My first project gun won the 2014 24hourcampfire Michigan Get-together Ugly Gun Contest

It started life as a $99 Model 1938 Turkish Mauser with a 29" barrel, military sights and trigger. These are the guns that get advertised by the local shop-n-swap papers as "Mousers". I did a mild sporterizing job on it. I bobbed the barrel to 22", installed a new Lyman front sight and a Mojo (brand name) rear sight. I installed a Timney trigger. I pillar bedded the screw holes and glass bedded the action and the first 2 inches of the barrel. 

The recoil pad is a special point of pride.  Many fancy guns have rosewood endcaps on the forearm.  I stepped it up a notch and added a sugar maple spacer to increase the length of pull and to provide a bigger butt-plate so I could install a Classic Magnum Pacmayr recoil pad.  Guns are like boats and women.  Some are built for speed. Some are built for comfort.  A few rare, fine individuals excel at both.  This gun clearly comes down on the comfort side of the scales.

Family Budgets 

Mil surplus projects work for me because each additional part can be purchased for about $30. My wife and I have a rule: I can buy a new toy without first consulting with her if it is less than $100 and I have the money in my checking account. MidwayUSA charges $9.00 to ship to my zipcode. Let's see, 3 parts at $30 and $9 shipping...that is $99. 


Signs from the Cosmos do not come any clearer than that. 


My "Mouser" is a near perfect Billy-Bob gun. It looks like a beater mil-surp gun but is a joy to shoot. A big part of the fun is to be able to shoot it often. 

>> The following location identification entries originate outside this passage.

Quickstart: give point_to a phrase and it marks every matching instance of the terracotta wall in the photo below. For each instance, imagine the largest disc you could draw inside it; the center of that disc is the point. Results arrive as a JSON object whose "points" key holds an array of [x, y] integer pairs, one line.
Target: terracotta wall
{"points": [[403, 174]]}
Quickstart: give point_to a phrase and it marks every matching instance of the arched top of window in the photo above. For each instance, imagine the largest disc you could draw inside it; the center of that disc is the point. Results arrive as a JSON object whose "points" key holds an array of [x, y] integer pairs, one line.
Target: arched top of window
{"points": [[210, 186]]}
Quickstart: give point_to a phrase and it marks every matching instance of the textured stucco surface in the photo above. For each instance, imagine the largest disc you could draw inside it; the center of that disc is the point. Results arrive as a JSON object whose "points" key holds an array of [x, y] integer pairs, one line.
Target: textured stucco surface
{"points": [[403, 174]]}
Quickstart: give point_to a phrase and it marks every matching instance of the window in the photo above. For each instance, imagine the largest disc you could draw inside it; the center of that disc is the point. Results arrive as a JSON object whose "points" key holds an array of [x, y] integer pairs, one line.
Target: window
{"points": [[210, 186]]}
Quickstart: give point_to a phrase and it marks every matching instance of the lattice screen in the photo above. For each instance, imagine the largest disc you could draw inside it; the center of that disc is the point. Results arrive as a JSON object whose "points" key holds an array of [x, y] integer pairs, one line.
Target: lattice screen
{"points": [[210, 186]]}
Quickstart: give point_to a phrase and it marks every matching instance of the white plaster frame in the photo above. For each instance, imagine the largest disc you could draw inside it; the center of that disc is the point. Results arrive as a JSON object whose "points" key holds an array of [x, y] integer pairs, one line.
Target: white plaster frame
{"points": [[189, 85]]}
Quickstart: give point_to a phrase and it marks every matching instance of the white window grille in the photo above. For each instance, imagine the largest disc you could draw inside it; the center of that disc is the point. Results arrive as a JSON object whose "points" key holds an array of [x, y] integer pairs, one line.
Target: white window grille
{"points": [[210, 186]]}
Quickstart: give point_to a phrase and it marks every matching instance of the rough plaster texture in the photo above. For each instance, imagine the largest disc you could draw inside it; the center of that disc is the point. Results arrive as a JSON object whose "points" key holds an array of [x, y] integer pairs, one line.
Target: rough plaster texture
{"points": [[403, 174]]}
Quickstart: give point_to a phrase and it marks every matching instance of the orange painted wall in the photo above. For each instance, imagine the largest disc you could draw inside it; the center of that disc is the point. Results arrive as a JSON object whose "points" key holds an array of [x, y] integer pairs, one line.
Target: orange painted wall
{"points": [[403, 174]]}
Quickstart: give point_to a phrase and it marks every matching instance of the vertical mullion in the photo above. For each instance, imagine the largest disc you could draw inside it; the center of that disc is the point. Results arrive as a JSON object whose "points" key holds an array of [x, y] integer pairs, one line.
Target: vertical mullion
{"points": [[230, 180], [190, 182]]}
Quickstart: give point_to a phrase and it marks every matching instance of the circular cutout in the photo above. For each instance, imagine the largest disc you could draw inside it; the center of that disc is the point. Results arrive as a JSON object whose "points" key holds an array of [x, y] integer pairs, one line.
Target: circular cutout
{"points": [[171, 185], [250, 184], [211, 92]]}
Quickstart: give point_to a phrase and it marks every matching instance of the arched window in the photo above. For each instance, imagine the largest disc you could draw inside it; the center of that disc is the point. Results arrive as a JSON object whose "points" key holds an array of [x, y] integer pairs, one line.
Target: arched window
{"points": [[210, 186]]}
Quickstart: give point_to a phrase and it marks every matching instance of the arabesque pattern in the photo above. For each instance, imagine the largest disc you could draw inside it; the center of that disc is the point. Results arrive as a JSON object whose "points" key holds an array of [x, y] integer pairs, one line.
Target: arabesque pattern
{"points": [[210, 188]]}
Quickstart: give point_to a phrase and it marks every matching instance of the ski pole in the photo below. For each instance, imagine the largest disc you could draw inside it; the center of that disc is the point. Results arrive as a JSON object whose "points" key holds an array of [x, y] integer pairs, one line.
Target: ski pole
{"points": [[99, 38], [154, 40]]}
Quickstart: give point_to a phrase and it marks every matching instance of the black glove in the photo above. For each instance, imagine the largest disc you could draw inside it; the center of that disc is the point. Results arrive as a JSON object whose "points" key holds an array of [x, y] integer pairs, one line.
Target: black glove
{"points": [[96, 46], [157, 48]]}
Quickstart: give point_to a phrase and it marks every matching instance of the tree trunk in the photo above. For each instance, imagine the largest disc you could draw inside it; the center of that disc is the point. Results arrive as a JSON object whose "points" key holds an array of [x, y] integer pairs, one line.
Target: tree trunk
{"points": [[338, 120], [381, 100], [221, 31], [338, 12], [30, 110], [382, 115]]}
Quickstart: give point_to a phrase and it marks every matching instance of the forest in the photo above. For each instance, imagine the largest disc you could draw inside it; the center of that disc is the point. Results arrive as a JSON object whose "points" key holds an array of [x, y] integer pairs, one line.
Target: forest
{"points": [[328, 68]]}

The next logical step was to get into reloading. Except for the press, everything comes in $12 and $20 bites. The current load of choice is a 175 Sierra softpoint in Prvi Partizan Brass with an ample charge of IMR 4895. Life is beautiful.

Grandpa Ed

My friend Ed heard that I was reloading. Ed works at an auction house. He picked up 5 large cardboard boxes of reloading supplies for a song at one of the auctions he was working and came over to drop them off.  

I asked him if he wanted to shoot the project gun.  

"You bet!" He said. "I never turn down a chance to burn other people's ammo." 

So we stepped out onto the deck. "Its a good thing you called because it gave me a chance to set up. I generally sit in that chair and rest the gun across the rail. Just aim at the nail in the center of the paper plate that is nailed to that 8" chunk of fire wood." I point at a chunk of elm sitting in the middle of the yard, strategically positioned in front of a huge pile of dirt. 

"I don't need no stinking rest." Ed said. He shouldered the gun, squinted down the barrel and fired. He racked up another and shot again. 

 "You should have used the rest, you missed both times." I said.  

 "No, I don't think I missed." Ed said.  

I pointed at the paper plate. "I don't see any holes in the plate." I said. 

"I wasn't aiming at that plate. That one was too close. I was aiming at the other plate." Ed said. 

"What other plate? What are you talking about?" I asked. 

"That one." he said, pointing at a pile of firewood my brother Jim had shredded with his 44 magnum. I had dumped them over yonder, next to the pasture fence. 

Yup, sure enough, you could still see part of the paper plate nailed to one of them.  

Ed put down the gun and we strolled over to the pile of dead elm.  

 He missed the paper plate but did not miss the stock tank that was right behind it. There were 2 holes in the front of the tank and the back was split from top-to-bottom.  

Proof that proper reloading components and technique can turn a $99 Mouser into an devastatingly effective anti-tank weapon.